Au vu de l'ensemble de ces circonstances, l’OCPM n’a ni violé la loi ni abusé de son pouvoir d’appréciation en retenant que la recourante ne remplissait pas les conditions d’un cas de rigueur.

Il est encore observé que l’« opération Papyrus » se contentait de concrétiser les critères légaux fixés par la loi pour les cas de rigueur et que, comme cela vient d’être retenu, la recourante ne remplit pas les conditions des art. 30 al. 1 let. b LEI et 31 al. 1 OASA. Elle ne saurait donc, pour ce motif non plus, se prévaloir de cette opération.

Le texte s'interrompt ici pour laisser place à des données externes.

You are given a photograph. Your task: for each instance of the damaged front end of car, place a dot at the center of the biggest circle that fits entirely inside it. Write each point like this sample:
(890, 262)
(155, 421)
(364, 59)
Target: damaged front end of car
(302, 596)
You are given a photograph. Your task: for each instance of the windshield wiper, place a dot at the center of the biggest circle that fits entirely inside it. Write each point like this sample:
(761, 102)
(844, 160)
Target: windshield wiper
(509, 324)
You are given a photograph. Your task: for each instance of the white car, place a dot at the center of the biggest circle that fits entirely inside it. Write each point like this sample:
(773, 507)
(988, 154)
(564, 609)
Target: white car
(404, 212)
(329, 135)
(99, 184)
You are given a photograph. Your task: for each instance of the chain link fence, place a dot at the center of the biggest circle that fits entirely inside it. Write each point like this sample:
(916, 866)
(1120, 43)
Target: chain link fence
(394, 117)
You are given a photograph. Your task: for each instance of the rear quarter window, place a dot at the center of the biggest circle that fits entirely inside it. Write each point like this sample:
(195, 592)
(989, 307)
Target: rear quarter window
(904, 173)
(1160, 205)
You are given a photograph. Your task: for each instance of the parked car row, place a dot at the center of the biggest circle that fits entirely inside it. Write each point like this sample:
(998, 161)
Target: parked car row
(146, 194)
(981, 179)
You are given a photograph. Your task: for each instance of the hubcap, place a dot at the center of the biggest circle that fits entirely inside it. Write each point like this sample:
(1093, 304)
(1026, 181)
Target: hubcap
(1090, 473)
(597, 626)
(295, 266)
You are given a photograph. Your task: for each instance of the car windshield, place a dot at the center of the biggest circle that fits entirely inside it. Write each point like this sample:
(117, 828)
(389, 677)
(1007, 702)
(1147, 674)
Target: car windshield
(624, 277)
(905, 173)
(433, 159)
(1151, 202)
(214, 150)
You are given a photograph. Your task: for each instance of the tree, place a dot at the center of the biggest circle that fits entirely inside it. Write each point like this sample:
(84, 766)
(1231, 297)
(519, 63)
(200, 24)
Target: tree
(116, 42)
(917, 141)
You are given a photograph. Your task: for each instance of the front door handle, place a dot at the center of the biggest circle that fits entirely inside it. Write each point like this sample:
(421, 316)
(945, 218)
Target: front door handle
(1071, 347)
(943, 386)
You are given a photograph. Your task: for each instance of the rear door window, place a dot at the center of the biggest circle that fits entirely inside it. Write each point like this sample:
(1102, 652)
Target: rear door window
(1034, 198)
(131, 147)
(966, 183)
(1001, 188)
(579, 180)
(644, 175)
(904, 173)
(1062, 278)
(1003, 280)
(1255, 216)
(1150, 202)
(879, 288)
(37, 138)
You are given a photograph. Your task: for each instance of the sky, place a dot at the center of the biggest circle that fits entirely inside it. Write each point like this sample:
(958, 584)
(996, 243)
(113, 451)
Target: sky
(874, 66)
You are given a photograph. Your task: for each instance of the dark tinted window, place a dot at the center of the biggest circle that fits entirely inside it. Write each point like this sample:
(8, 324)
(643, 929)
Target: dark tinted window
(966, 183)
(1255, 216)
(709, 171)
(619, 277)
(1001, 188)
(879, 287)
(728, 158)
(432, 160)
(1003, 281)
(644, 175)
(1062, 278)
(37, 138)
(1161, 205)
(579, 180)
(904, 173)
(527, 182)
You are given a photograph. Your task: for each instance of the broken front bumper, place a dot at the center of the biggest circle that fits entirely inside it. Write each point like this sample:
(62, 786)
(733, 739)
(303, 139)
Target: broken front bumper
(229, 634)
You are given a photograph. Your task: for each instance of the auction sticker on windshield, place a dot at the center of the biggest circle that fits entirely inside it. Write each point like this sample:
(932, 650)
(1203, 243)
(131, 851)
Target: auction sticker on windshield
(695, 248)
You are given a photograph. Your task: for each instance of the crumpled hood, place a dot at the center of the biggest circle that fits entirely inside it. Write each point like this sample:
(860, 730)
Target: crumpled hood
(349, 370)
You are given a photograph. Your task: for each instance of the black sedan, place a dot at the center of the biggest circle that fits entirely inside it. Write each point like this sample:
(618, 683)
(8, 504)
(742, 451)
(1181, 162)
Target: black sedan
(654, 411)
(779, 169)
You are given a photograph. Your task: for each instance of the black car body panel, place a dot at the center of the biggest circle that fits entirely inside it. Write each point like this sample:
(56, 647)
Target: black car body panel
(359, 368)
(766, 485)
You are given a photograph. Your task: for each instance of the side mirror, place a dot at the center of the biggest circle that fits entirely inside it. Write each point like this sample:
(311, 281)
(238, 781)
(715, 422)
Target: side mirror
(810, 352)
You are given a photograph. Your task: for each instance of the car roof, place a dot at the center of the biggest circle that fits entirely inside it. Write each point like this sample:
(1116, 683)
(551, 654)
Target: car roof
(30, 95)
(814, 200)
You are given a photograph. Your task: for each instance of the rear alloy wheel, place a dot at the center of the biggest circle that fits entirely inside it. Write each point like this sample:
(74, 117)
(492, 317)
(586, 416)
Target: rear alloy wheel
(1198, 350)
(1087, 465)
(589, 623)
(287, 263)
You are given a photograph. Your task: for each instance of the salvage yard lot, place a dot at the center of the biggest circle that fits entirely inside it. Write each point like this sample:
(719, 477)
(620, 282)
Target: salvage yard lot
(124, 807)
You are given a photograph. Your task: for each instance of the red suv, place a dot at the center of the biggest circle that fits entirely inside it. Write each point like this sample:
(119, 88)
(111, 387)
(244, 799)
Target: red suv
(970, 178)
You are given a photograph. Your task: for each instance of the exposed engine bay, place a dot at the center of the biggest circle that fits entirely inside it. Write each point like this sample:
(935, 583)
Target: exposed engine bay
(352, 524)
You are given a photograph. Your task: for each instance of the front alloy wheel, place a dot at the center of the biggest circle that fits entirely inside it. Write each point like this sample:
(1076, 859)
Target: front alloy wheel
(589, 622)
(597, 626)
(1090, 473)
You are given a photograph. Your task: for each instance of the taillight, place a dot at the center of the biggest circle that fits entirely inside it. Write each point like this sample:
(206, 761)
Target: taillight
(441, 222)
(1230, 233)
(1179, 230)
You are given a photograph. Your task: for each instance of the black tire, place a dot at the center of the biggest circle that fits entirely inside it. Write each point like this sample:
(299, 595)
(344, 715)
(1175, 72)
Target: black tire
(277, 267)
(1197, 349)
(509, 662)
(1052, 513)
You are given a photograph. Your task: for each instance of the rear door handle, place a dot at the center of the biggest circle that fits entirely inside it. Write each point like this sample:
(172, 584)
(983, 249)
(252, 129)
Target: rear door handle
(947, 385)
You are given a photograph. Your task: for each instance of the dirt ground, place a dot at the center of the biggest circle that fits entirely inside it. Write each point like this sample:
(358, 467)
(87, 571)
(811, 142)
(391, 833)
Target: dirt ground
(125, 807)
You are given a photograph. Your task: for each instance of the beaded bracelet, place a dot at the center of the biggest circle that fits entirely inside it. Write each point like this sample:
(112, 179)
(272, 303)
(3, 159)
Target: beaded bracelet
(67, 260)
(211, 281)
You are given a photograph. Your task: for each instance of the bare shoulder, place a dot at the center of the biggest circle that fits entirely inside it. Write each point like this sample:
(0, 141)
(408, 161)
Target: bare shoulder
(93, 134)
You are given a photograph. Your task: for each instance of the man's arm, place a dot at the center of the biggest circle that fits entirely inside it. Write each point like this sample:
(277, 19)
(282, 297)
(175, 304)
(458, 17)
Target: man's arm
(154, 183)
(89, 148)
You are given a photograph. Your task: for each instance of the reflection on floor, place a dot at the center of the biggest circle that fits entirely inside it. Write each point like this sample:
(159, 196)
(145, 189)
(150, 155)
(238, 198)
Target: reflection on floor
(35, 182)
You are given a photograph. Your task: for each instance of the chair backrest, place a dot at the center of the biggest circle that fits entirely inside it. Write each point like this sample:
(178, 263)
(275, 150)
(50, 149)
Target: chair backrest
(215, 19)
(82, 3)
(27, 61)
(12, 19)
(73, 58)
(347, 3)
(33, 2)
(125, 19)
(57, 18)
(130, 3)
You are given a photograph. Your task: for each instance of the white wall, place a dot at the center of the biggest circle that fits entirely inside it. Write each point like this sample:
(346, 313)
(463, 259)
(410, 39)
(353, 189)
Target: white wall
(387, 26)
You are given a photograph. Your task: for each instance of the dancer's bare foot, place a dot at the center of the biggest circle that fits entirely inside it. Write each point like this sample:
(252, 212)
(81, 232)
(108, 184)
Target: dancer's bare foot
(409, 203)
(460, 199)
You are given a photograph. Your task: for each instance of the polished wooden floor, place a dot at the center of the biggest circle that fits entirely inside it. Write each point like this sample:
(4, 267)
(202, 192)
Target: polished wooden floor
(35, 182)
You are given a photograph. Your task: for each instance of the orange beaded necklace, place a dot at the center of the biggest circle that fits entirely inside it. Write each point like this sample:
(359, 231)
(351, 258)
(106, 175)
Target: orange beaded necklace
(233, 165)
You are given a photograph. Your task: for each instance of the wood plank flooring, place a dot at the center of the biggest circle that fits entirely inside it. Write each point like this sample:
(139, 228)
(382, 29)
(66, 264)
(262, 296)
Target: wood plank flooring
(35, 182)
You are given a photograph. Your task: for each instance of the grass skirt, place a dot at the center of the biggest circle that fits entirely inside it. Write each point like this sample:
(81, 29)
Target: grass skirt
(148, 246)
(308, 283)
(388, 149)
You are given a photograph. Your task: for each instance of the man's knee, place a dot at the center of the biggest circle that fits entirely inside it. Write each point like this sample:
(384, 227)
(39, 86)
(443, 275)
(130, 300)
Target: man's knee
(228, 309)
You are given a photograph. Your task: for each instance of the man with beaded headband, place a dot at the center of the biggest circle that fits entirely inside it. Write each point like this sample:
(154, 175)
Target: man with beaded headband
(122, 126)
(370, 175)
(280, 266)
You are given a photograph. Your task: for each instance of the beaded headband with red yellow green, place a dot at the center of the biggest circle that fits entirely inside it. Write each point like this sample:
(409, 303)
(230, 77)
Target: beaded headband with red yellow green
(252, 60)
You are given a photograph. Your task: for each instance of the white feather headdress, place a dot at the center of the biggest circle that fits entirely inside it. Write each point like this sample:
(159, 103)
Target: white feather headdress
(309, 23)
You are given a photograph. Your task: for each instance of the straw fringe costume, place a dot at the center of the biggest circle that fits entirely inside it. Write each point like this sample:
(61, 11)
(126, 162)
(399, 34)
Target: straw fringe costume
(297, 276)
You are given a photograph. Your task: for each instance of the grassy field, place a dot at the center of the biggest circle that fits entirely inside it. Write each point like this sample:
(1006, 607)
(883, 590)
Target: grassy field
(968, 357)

5) a. Selon l'art. 64 al. 1 let. c LEI, l'autorité compétente rend une décision de renvoi ordinaire à l'encontre d'un étranger auquel l'autorisation de séjour est refusée ou dont l'autorisation n'est pas prolongée. Elle ne dispose à ce titre d'aucun pouvoir d'appréciation, le renvoi constituant la conséquence du rejet d'une demande d'autorisation. Le renvoi d'une personne étrangère ne peut être ordonné que si l'exécution de celui-ci est possible, licite ou peut être raisonnablement exigée (art. 83 al. 1 LEI).

b. En l'espèce, dès lors qu'il a, à juste titre, refusé l’octroi d’une autorisation de séjour à la recourant, l'intimé devait prononcer son renvoi. Pour le surplus, aucun motif ne permet de retenir que le renvoi ne serait pas possible, licite ou ne pourrait raisonnablement être exigé.

Mal fondé, le recours sera rejeté.

6) Vu l'issue du recours, un émolument de CHF 400.- sera mis à la charge de la recourante et aucune indemnité ne lui sera allouée (art. 87 LPA).

* * * * *

PAR CES MOTIFS
LA CHAMBRE ADMINISTRATIVE

à la forme :

déclare recevable le recours interjeté le 24 mai 2022 par Madame A______ contre le jugement du Tribunal administratif de première instance du 14 avril 2022 ;

au fond :

le rejette ;

met un émolument de CHF 400.- à la charge de Madame A______ ;

dit qu’il n’est pas alloué d’indemnité de procédure ;

dit que les éventuelles voies de recours contre le présent arrêt, les délais et conditions de recevabilité qui leur sont applicables, figurent dans la loi fédérale sur le Tribunal fédéral du 17 juin 2005 (LTF - RS 173.110), dont un extrait est reproduit ci-après. Le mémoire de recours doit être adressé au Tribunal fédéral, 1000 Lausanne 14, par voie postale ou par voie électronique aux conditions de l'art. 42 LTF. Le présent arrêt et les pièces en possession du recourant invoquées comme moyens de preuve, doivent être joints à l'envoi ;

communique le présent arrêt au Syndicat interprofessionnel de travailleuses et travailleurs, représentant de la recourante, au Tribunal administratif de première instance, à l'office cantonal de la population et des migrations ainsi qu'au secrétariat d'Etat aux migrations.

Siégeant : M. Mascotto, président, Mme Krauskopf, M. Verniory, juges.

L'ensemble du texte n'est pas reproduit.